Of the three Breuer-designed Dutchess County buildings, the McComb House is by far the most futuristic. It contains one of the architect’s most daring concepts: a butterfly roof. From a central spine, the roof flares upward dramatically in opposite directions. From the outside, the house appears to be in mid-flight. Inside, the ceiling’s upward thrust creates equally thrilling visual effects.
The house’s setting beautifully illustrates Breuer’s interest in fitting his work into the landscape while providing privacy. Invisible from the road, it’s reached via a curving, tree-shaded drive. Stone steps rising gently through a garden area lead to the front door. Except for the roof, the house is understated in appearance, not hogging the limelight — and hardly preparing you for the explosion of light and soaring space within. The juxtaposition was intentional, says Dr. Arthur Groten, who has lived in the house with his wife Margery since 1976. “Breuer liked surprises.”
The right-hand section of the McComb House shows the butterfly roof; the distinctive color used on the exterior became known as “Breuer blue”
While the house was expanded by the McCombs and Grotens, both owners remained faithful to its original design.
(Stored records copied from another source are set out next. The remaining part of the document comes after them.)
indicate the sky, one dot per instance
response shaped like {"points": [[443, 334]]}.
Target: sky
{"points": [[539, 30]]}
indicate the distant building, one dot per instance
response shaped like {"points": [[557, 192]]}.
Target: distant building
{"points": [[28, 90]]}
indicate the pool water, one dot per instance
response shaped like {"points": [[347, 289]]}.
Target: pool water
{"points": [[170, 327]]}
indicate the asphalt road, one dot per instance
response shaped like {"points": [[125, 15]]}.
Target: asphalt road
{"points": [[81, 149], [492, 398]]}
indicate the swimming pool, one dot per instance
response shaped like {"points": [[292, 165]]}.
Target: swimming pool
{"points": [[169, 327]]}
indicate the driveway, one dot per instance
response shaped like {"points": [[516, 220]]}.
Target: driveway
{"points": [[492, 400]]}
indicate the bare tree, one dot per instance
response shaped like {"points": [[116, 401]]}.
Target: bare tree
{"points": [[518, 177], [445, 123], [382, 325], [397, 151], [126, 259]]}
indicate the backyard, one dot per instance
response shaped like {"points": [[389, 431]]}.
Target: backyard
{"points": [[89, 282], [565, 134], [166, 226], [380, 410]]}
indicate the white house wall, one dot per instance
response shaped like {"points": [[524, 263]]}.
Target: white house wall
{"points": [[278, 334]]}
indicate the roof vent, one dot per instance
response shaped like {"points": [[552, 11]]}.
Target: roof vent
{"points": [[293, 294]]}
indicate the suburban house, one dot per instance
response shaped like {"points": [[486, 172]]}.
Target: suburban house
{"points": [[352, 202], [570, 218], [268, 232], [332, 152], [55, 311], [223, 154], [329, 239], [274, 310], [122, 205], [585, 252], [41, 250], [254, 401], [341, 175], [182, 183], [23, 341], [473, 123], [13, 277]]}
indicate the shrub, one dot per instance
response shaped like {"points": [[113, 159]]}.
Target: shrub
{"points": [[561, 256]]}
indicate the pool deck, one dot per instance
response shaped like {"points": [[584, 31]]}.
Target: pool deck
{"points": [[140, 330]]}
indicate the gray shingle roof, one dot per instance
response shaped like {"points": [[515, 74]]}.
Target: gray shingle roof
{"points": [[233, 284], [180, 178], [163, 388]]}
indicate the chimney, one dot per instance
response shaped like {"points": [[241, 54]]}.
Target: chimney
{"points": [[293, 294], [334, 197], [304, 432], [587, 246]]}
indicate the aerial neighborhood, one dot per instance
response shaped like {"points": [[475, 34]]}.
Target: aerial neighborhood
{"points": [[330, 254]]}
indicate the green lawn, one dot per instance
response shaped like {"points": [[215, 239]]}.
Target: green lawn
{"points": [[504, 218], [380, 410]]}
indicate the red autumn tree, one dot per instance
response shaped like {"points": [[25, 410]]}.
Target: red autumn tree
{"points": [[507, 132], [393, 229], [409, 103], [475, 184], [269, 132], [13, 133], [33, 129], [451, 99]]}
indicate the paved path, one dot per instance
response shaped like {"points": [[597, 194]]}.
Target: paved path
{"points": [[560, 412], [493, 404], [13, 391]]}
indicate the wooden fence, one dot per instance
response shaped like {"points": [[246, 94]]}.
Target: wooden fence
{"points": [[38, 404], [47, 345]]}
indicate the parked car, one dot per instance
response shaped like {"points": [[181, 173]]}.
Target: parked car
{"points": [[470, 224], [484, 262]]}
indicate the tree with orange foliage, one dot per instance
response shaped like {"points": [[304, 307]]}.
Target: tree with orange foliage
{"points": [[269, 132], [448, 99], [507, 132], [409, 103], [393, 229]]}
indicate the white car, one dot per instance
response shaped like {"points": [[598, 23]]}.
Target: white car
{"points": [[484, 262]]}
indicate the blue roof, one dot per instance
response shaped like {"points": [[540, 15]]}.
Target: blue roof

In fact, the Grotens received the blessing of Herbert Beckhard, Breuer’s longtime design partner, to undertake their additions. “He told us these houses are meant to grow with the family; they’re designed to be built onto,” Groten says. “As long you keep the balance and the lines, everybody’s happy.”
The house’s most exciting space remains its main living area, which features large sliding glass windows overlooking a steep drop-off. A built-in container, now holding plants, once supported fish. Stairs lead to a balcony aerie that originally served as the master bedroom.
Evidence of the Grotens’ devoted stewardship of the house is their successful effort to have it placed on the National Register of Historic Places. “We feel very lucky,” Arthur Groten says of the 35-plus years the couple has spent here. The modern design even had a profound effect on their children. “We have two counterculture kids. They blame it on this house,” he says.